Why land is important in understanding violent conflict

5737272258_1fbf498a40_k.jpg

Prindex's Anna Locke and Ian Langdown and ODI Senior Research Fellow Pilar Domingo discuss how Prindex data on tenure security could be used to predict the outbreak of conflict. This blog was originally published by ODI.

Between 2000 and 2015 land was an element in over half of violent conflicts, and land is likely to become an even more important factor in conflict. Climate change, population growth and the youth bulge are all likely to intensify competition over land, and potentially exacerbate land-related conflict.

Building a deeper understanding of the roles which land play in conflict is important in supporting work to mitigate, manage and prevent violent conflict. By 2030, more than half of the world’s poor and up to two-thirds of the world’s extreme poor will live in conditions of fragility, conflict and violence. The costs of violence and its containment are enormous, reaching an all-time high of US$14.8 trillion in 2017 — equivalent to 13% of world GDP.

We already have some understanding of how land can play a part in conflict:

● Longstanding structural inequalities in access to land can be a starting point in contextualising grievances or establishing patterns of tenure insecurity.

● Weak or captured institutions and governance can compound grievances, if they do not enforce legitimate rights or arbitrate disputes effectively.

● Proximate factors can further exacerbate instability, for example intensifying competition for land, perceptions of electoral fraud or increasing perceptions of capture of judicial or regulatory bodies.

● Voice and agency can articulate grievances around land, at times employed as a rallying cry by conflict entrepreneurs to mobilise action through violence.

● Conflict triggers or sudden changes, especially against backdrops of increasing existing tensions, can spark tinders of conflict (for example, large-scale land concessions or the replacement of customary authorities).

A missed opportunity to link to land?

Yet, few conflict analysis and forecasting tools recognise the roles which land and property issues can play in instigating, sustaining and re-igniting conflict.
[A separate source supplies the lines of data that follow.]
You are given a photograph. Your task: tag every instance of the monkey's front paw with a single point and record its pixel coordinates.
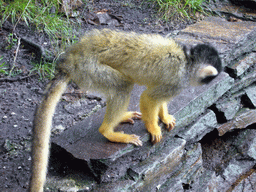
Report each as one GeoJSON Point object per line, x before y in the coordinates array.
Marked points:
{"type": "Point", "coordinates": [135, 139]}
{"type": "Point", "coordinates": [130, 115]}
{"type": "Point", "coordinates": [155, 131]}
{"type": "Point", "coordinates": [169, 122]}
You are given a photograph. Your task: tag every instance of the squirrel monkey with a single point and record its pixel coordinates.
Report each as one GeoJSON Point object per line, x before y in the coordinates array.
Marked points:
{"type": "Point", "coordinates": [111, 62]}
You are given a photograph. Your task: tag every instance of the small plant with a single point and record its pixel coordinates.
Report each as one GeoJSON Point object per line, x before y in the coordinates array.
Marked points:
{"type": "Point", "coordinates": [3, 68]}
{"type": "Point", "coordinates": [185, 8]}
{"type": "Point", "coordinates": [11, 41]}
{"type": "Point", "coordinates": [41, 14]}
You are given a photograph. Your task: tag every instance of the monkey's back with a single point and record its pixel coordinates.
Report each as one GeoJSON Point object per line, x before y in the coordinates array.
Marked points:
{"type": "Point", "coordinates": [146, 59]}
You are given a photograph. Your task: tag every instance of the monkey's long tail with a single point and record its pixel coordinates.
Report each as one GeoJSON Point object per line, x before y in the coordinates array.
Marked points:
{"type": "Point", "coordinates": [42, 131]}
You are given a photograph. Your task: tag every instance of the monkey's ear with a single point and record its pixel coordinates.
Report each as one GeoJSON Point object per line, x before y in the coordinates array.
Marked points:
{"type": "Point", "coordinates": [208, 73]}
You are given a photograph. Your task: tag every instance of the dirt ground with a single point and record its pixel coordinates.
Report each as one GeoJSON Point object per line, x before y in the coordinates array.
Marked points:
{"type": "Point", "coordinates": [19, 95]}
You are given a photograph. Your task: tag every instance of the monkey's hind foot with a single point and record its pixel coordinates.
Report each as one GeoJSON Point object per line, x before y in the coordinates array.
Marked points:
{"type": "Point", "coordinates": [155, 131]}
{"type": "Point", "coordinates": [169, 122]}
{"type": "Point", "coordinates": [119, 137]}
{"type": "Point", "coordinates": [130, 115]}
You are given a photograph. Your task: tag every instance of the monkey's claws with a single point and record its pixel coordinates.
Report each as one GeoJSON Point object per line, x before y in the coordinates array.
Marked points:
{"type": "Point", "coordinates": [136, 140]}
{"type": "Point", "coordinates": [169, 122]}
{"type": "Point", "coordinates": [130, 115]}
{"type": "Point", "coordinates": [156, 138]}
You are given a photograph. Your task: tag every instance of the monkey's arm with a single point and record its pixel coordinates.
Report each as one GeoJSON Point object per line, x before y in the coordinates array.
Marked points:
{"type": "Point", "coordinates": [42, 132]}
{"type": "Point", "coordinates": [165, 117]}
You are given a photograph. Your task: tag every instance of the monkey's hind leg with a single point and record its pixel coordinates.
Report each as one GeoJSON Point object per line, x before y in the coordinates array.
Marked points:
{"type": "Point", "coordinates": [150, 109]}
{"type": "Point", "coordinates": [165, 117]}
{"type": "Point", "coordinates": [130, 115]}
{"type": "Point", "coordinates": [116, 113]}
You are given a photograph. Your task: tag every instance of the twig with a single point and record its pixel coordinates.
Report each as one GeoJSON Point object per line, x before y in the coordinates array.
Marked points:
{"type": "Point", "coordinates": [16, 78]}
{"type": "Point", "coordinates": [21, 15]}
{"type": "Point", "coordinates": [16, 54]}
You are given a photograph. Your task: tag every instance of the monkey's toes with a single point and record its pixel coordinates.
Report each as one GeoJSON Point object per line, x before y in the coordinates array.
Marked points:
{"type": "Point", "coordinates": [135, 139]}
{"type": "Point", "coordinates": [156, 138]}
{"type": "Point", "coordinates": [169, 122]}
{"type": "Point", "coordinates": [130, 115]}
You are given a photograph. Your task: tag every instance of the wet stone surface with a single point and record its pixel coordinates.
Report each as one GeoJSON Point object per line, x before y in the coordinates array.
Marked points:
{"type": "Point", "coordinates": [192, 157]}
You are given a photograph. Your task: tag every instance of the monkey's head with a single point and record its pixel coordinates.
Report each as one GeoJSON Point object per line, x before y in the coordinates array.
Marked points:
{"type": "Point", "coordinates": [204, 64]}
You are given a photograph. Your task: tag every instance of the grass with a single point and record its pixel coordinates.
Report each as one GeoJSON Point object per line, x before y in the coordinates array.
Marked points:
{"type": "Point", "coordinates": [182, 8]}
{"type": "Point", "coordinates": [38, 13]}
{"type": "Point", "coordinates": [44, 17]}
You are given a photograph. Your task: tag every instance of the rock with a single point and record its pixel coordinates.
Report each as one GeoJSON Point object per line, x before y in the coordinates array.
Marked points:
{"type": "Point", "coordinates": [238, 68]}
{"type": "Point", "coordinates": [200, 128]}
{"type": "Point", "coordinates": [251, 93]}
{"type": "Point", "coordinates": [151, 172]}
{"type": "Point", "coordinates": [242, 120]}
{"type": "Point", "coordinates": [191, 103]}
{"type": "Point", "coordinates": [232, 174]}
{"type": "Point", "coordinates": [227, 108]}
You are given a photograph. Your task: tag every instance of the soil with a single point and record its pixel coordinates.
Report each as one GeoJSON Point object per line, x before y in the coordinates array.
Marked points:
{"type": "Point", "coordinates": [20, 94]}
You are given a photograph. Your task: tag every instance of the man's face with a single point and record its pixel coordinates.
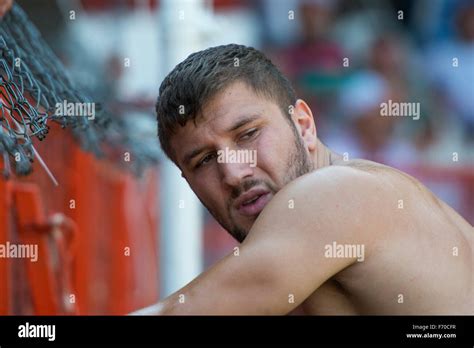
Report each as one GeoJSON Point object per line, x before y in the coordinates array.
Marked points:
{"type": "Point", "coordinates": [241, 123]}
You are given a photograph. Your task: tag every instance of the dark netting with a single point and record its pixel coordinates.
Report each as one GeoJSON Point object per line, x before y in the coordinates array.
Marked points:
{"type": "Point", "coordinates": [32, 82]}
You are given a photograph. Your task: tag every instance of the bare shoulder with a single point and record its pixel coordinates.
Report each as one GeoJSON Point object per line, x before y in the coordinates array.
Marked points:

Even fewer acknowledge or integrate the concept of tenure security, or the ability to control and manage one’s land or property, use it, dispose of its produce and engage in transactions with it.

Still less considered is perceived tenure security (PTS), or how people assess or view their level of tenure security and the risk that they will lose their right to use land or property in the future.

It is increasingly apparent that perceptions matter in violent conflict — they determine how people behave and make decisions, and sometimes more than actual reality — as is the case for land and property. For example, it is often assumed that a legal title confers tenure security, which is frequently used as a proxy for tenure security in conflict analysis. Yet, a legal title can be meaningless if a government can revoke it at a moment’s notice or if an overwhelmed court system doesn’t allow it to be defended. Conversely, some customary or informal property rights systems can provide enormous security, particularly if they are trusted to be fair.

Measuring PTS can capture people’s sense of security, whatever the tenure system; and tracking PTS regularly can monitor changes in security and signal rising tensions related to land. PTS can also help to identify what might be undermining people’s confidence in their ability to hold onto their land.

What more can be done?

Including measures of PTS — and factors influencing it — in conflict analysis and forecasting tools could strengthen understandings of land-related conflict drivers, and provide additional information about broader conflict contexts. Even where land is not a direct factor contributing to conflict risk, measures of PTS can capture issues such as confidence in legal and governance systems, provide opportunities to address those issues and potentially prevent conflict from igniting or escalating.

Until last year, we didn’t have comparable data on PTS — but now, we have the data and methodology through the publication of a comprehensive database, Prindex, in 2020. This measures how people perceive the security of their tenure rights across 140 countries, including 40 of the 57 countries classified as extremely fragile or fragile.

Initial analysis of the relationship between PTS and violent conflict using that dataset showed that PTS could strengthen conflict analysis and play a role in predicting future violence.

But, we know that PTS is not relevant in all contexts, and that resources are limited in gathering data. So, we have developed guidance for conflict practitioners to help identify when tracking and assessing PTS might be useful, and how to include measures of PTS and its drivers in existing tools in flexible and participatory ways which require minimal additional resources in gathering data.

This guidance now needs to be piloted in different contexts — at a local level, where land- and property-related disputes often arise and escalate — to test and develop the methodology and the power of PTS. To explore whether PTS could inform conflict forecasting at a global level, we need to collect further data, investing in time-series data.

If we want to prevent conflict, protect economies, strengthen security and save lives, we need to take more seriously how issues of land and tenure security can drive conflict — PTS data can play an important role in this. However, doing this effectively means breaking down silos between different communities working on land, conflict, justice and women’s empowerment, and working together to harness collective knowledge and experience.